Meski demikian, KSS juga memiliki kelemahan dalam koordinasi antar-negara. Akibatnya, KSS cenderung kurang optimal dalam mengatasi development problems bersama.
Kelemahan lainnya adalah sumber pembiayaan KSS juga terbatas. KSS sangat tergantung pada pendanaan dari negara yang lebih tinggi secara ekonomi.
Selama ini, peran Indonesia Indonesia aktif dalam KSS baik di tingkat bilateral, regional via ASEAN maupun global lewat G77 dan D-8. Indonesia menginisiasi program kerjasama teknik, pendidikan, dan bantuan lapangan bagi sesama negara Selatan.
Melalui peran-peran itu, Indonesia dianggap lebih tepat menempatkan diri sebagai middle power dalam diplomasi global. Peran, posisi, dan pengaruh Indonesia itu secara langsung menyanggah kritik dari salah satu capres bahwa Indonesia adalah penonton di panggung global.
Ketiga capres harus memahami peran Indonesia sebagai middle power. Negara middle power dicirikan dengan kemampuannya untuk menjadi mediator dan juru runding dalam konflik internasional, membangun koalisi dengan negara sekutu yang sehaluan, serta mengambil prakarsa dalam mengatasi masalah-masalah global.
Konsep middle power diplomacy sangat relevan untuk menganalisis dan sekaligus mendorong peran Indonesia sebagai kekuatan menengah yang progresif dan berpengaruh dalam berbagai kerjasama internasional, khususnya KSS.

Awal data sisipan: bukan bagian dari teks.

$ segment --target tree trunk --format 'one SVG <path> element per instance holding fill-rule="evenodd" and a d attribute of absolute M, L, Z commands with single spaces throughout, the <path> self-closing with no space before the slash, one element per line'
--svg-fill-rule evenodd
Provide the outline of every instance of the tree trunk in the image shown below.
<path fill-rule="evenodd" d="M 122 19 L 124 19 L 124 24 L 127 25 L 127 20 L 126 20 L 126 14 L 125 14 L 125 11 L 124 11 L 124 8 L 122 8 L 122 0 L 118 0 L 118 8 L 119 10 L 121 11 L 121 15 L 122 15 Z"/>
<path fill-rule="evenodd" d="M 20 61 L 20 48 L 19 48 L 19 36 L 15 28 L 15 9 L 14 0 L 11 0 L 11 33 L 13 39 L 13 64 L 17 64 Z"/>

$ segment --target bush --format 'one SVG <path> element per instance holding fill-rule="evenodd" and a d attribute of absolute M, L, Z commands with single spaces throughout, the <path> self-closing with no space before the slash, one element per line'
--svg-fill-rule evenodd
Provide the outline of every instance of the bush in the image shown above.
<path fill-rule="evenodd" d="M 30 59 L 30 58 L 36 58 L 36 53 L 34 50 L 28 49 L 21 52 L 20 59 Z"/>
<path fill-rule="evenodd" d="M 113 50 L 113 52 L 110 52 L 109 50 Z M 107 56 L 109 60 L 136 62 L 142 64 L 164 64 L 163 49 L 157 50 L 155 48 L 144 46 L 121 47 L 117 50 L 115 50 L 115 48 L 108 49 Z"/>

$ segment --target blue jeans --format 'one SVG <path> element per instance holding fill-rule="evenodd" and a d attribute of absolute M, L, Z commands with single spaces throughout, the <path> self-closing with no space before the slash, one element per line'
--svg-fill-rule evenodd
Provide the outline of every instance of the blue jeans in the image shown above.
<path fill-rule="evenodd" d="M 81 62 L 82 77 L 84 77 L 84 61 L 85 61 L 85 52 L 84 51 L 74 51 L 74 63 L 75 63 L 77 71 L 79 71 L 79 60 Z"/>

Peran ini juga jauh dari tuduhan salah satu capres bahwa kebijakan luar negeri Indonesia bersifat transaksional. Melalui KSS, Indonesia menjalankan peran, posisi, dan pengaruhnya sebagai middle power. Prinsip solidaritas, kesetaraan, dan kemandirian menjadi nilai-nilai utama bagi KSS.
Aktivisme diplomasi middle power Indonesia bahkan bisa dirunut hingga masa pemerintahan Presiden Sukarno. Sejak Perdana Menteri Ali Sastroamidjojo dan Presiden Soekarno menggelar Konferensi Asia Afrika tahun 1955 di Bandung, Indonesia telah menjadi pelopor GNB dan solidaritas negara-negara dunia ketiga.
Melalui berbagai forum dan institusi seperti Gerakan Non-Blok, D-8, IBSA, WTO, dan NAM, Indonesia secara konsisten memainkan peran kepemimpinannya sebagai juru bicara Global South.